The students brought their A game to the performance. There was a real buzz about it.

Andrew Pritchard, Theatre Practitioner in Residence
Assistant director and inclusion, equality & diversity advisor Talia Saeed (centre) with (from left) Izzy Bevens, Anna Bevens, Chicko Ndumu and Maddie Austin

Assistant director Talia Saeed (Upper Sixth) also took on a new role as the production’s inclusion, equality and diversity advisor, using an equity analysis template to consider how the play might impact various groups of people.

She explained: “I went through the whole script and checked dialogue and then we talked about what we thought was appropriate for the audience.

“We spoke about it with the cast and they gave their views on what lines should be kept in and left out. We took that on board and just tried to make sure everyone felt comfortable with it.

“We made the play specifically for ages 13-plus because of some of the themes involved and we considered whether to use certain explicit words depending on the context they were in.”

The challenging principal roles were double cast across the two performances with Chicko Ndumu and Anna Bevens playing Penelope in Hades, Maddie Austin and Izzy Bevens sharing the part of young Penelope and Corbin Abbasi and Ben Lewis taking on Odysseus.
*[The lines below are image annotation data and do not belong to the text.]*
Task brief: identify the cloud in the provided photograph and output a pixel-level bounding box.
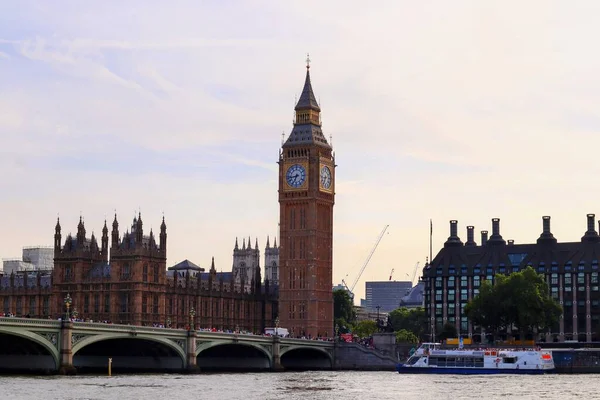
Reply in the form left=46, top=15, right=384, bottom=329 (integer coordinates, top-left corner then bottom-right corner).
left=0, top=0, right=600, bottom=302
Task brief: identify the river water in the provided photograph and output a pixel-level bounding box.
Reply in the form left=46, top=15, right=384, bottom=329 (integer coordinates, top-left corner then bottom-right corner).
left=0, top=371, right=600, bottom=400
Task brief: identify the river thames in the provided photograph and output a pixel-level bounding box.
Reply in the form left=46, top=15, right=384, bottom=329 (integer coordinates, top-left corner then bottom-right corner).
left=0, top=371, right=600, bottom=400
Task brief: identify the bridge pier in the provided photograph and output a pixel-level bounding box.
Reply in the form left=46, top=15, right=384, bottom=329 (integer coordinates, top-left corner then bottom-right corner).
left=185, top=330, right=200, bottom=372
left=58, top=320, right=77, bottom=375
left=271, top=336, right=283, bottom=372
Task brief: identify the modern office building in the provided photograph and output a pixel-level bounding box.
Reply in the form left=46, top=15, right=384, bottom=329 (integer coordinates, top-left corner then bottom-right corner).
left=365, top=281, right=412, bottom=312
left=2, top=246, right=54, bottom=275
left=423, top=214, right=600, bottom=342
left=400, top=280, right=425, bottom=308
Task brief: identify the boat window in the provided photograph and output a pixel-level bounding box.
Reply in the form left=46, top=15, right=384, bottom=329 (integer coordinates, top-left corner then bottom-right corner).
left=406, top=356, right=421, bottom=365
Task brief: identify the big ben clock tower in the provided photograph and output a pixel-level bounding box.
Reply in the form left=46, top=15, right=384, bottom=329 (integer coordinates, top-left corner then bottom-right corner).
left=279, top=58, right=335, bottom=337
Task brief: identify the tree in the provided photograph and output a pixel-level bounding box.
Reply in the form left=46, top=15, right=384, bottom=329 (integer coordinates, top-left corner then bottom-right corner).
left=353, top=320, right=377, bottom=338
left=396, top=329, right=419, bottom=343
left=438, top=323, right=458, bottom=341
left=465, top=267, right=561, bottom=339
left=465, top=274, right=509, bottom=340
left=389, top=307, right=429, bottom=340
left=333, top=289, right=356, bottom=333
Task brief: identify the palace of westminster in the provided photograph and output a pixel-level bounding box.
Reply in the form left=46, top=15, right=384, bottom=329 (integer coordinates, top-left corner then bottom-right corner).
left=0, top=64, right=600, bottom=342
left=0, top=60, right=335, bottom=337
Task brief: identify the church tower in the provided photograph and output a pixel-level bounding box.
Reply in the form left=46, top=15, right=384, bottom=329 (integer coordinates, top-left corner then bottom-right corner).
left=279, top=58, right=335, bottom=337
Innovative staging and lighting developed by the technical crew created the parallels between the underworld of Hades and flashbacks to Penelope’s earlier life.

Meanwhile, a fundraising collection was held for Action Aid, a charity working to help women and girls living in poverty.

Mr Pritchard added: “The audiences were very engaged with the production and there was a real buzz about it.

“The students brought their A game to the performance and their conduct as an ensemble, so it was really fantastic.”